Around six NYPD female cops are going to face disciplinary action for uploading selfies on the Internet.
The officers in question posted photos to the now-deleted Instagram account @blueline_beauties, which is “dedicated to law enforcement women” from around the country.
While several news reports are implying the authorities have an issue with the officers who are scantily clad in some of the images, it’s not entirely true.
The problem is that these policewomen shared images of themselves in their uniforms – an activity which apparently comes under the violation of NYPD regulations.
“Members of the police department are prohibited from posting photographs of themselves in uniform without the prior authorization,” an NYPD spokesman told the New York Daily News. “This does not include photographs taken during official department ceremonies.”
Here are some of the "objectionable" self-portraits:
In March 2013 NYPD issued an order on social media use, instructing officers to "exercise good judgment" and demonstrate "professionalism" online.
"Members of the service should be aware that activities on personal social media sites may be used against them to undermine their credibility as members of the department," it states.

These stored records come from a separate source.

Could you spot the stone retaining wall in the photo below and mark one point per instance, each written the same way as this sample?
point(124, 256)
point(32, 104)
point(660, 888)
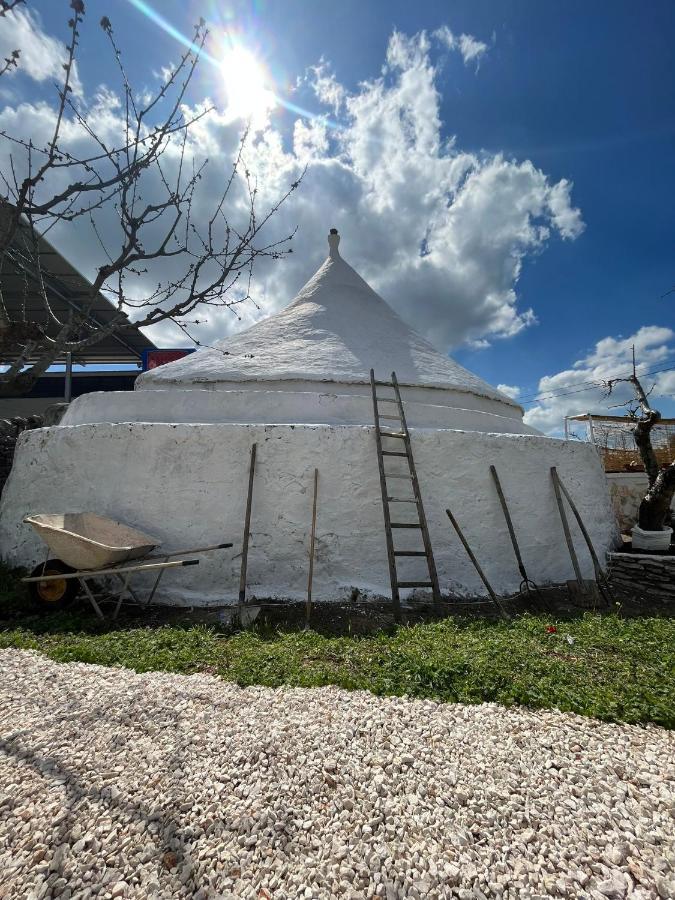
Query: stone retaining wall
point(641, 574)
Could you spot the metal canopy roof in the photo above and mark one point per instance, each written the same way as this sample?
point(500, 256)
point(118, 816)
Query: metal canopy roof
point(67, 291)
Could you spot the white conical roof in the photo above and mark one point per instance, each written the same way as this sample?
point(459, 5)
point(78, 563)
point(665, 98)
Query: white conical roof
point(335, 330)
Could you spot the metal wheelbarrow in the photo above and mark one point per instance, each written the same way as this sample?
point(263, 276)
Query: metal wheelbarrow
point(85, 546)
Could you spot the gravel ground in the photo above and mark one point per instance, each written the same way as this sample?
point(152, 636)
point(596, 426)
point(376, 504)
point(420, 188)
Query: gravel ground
point(114, 784)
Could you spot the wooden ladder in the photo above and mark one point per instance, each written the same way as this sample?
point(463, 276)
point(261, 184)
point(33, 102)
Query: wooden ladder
point(395, 413)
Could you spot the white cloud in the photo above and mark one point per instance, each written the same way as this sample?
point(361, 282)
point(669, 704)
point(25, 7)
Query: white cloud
point(442, 234)
point(471, 49)
point(326, 87)
point(42, 56)
point(580, 389)
point(510, 390)
point(469, 46)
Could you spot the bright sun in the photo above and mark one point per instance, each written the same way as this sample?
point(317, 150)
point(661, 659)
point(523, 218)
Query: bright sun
point(245, 82)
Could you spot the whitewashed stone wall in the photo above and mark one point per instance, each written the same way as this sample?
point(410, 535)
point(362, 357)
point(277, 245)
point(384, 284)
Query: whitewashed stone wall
point(187, 485)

However, Patrick Lynch, president of the Patrolmen's Benevolent Association (a labor union for police officers), is of the opinion that the NYPD needs to be more open toward social media in the 21st century.
“Social media is an acceptable method of communication among individuals today,” Lynch said. “We see nothing inappropriate about being depicted in uniform or in attire that is generally accepted by society as appropriate on social media.”
Maintaining professionalism is important, no doubt about that, but what Lynch is trying to imply also makes sense. Considering how increasingly unpopular law-enforcement – especially NYPD – is becoming with the people they serve, casual engagement on social media won’t do any harm.